Du reste, un autre hadîth dit que le prophète Muhammad lui-même a reçu la connaissance de cette langue de l'Ange Gabriel, descendu spécialement pour la lui enseigner : « En vérité, la langue d'Ismaël avait perdu sa netteté ; alors Gabriel est venu avec cette langue et me l'a fait apprendre ». Il est important de remarquer qu'il s'agit ainsi d'un enseignement concernant uniquement le moyen de l'expression prophétique, et qui doit être compris comme différent et distinct de la révélation du Coran ; celle-ci ne devait venir que consécutivement a l’établissement des bases verbales. Enfin, dans la mesure où entre les époques respectives d'Ismaël et de Muhammad, séparées par quelques millénaires, il y aurait à envisager toutefois une réadaptation de cette langue à des conditions cycliques changées, on doit remarquer aussi que cette réadaptation serait ainsi elle-même une œuvre céleste et non pas humaine. » (Le Triangle de l'Androgyne et le monosyllabe « Om », chap. 2 : Complémentarisme de formes traditionnelles, Etudes Traditionnelles, 1964)

 

Concernant la question des dialectes, rappelons que René Guénon avait affirmé que les « soi-disant dialectes arabes plus ou moins variés sont une pure invention des orientalistes » dans ce texte : « Il nous faut encore, en ce qui concerne l’Islam, insister ici sur un autre point, qui est l’unité de sa langue traditionnelle : nous avons dit que cette langue est l’arabe, mais nous devons préciser que c’est l’arabe littéral, distinct dans une certaine mesure de l’arabe vulgaire qui en est une altération et, grammaticalement, une simplification.
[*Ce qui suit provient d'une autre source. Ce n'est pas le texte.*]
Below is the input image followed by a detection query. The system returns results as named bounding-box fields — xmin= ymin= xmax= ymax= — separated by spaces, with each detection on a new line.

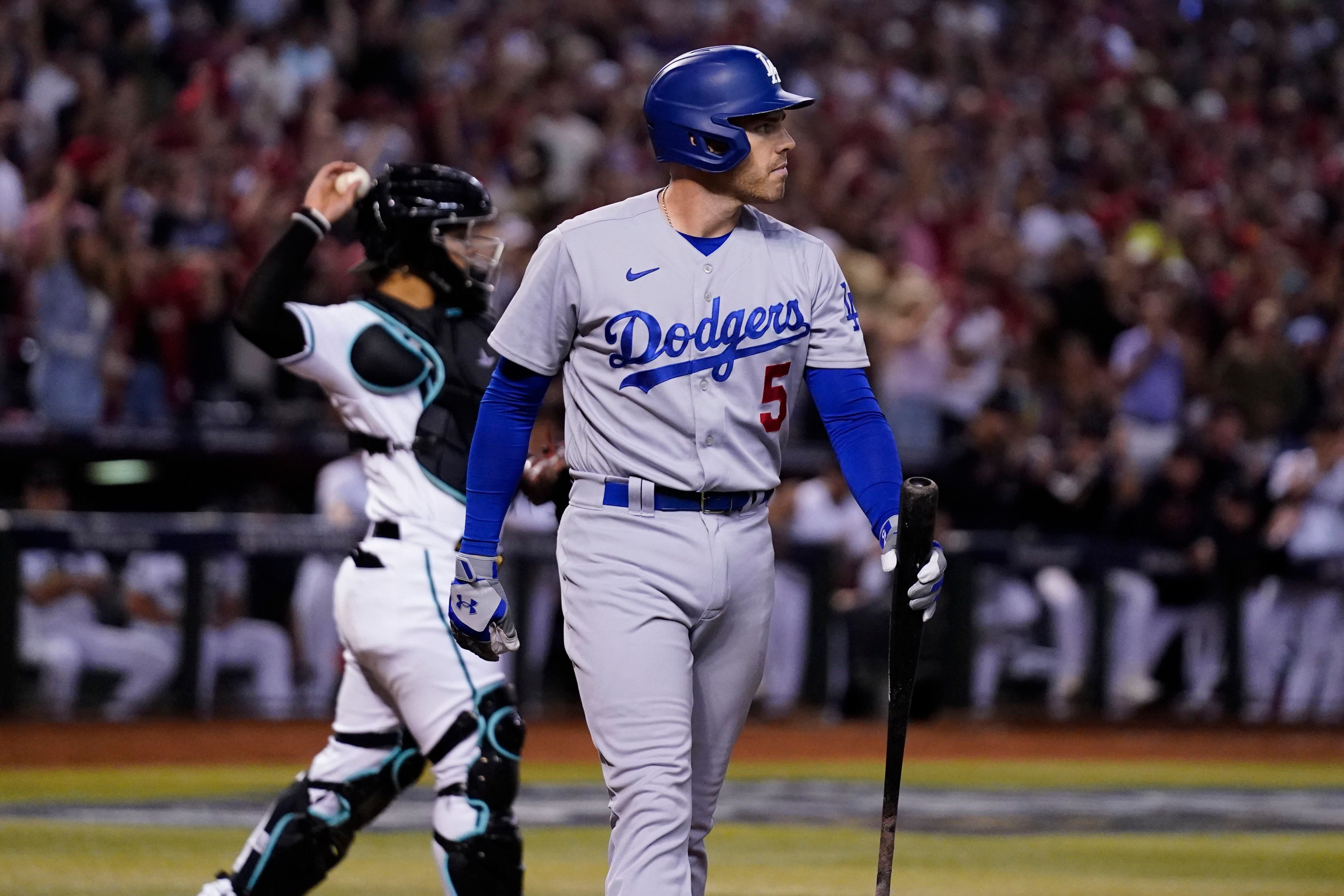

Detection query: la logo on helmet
xmin=757 ymin=50 xmax=780 ymax=85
Il y a là une différence qui est un peu du même genre que celle que nous avons signalée, pour la Chine, entre la langue écrite et la langue parlée : l’arabe littéral seul peut présenter toute la fixité qui est requise pour remplir le rôle de langue traditionnelle tandis que l’arabe vulgaire, comme toute autre langue servant à l’usage courant, subit naturellement certaines variations suivant les époques et suivant les régions. Cependant, ces variations sont loin d’être aussi considérables qu’on le croit d’ordinaire en Europe : elles portent surtout sur la prononciation et sur l’emploi de quelques termes plus ou moins spéciaux, et elles sont insuffisantes pour constituer même une pluralité de dialectes, car tous les hommes qui parlent l’arabe sont parfaitement capables de se comprendre ; il n’y a en somme, même pour ce qui est de l’arabe vulgaire, qu’une langue unique, qui est parlée depuis le Maroc jusqu’au Golfe Persique, et les soi-disant dialectes arabes plus ou moins variés sont une pure invention des orientalistes. » (Introduction générale à l’étude des doctrines hindoues. Chap. : Principe d’unité des civilisations orientales).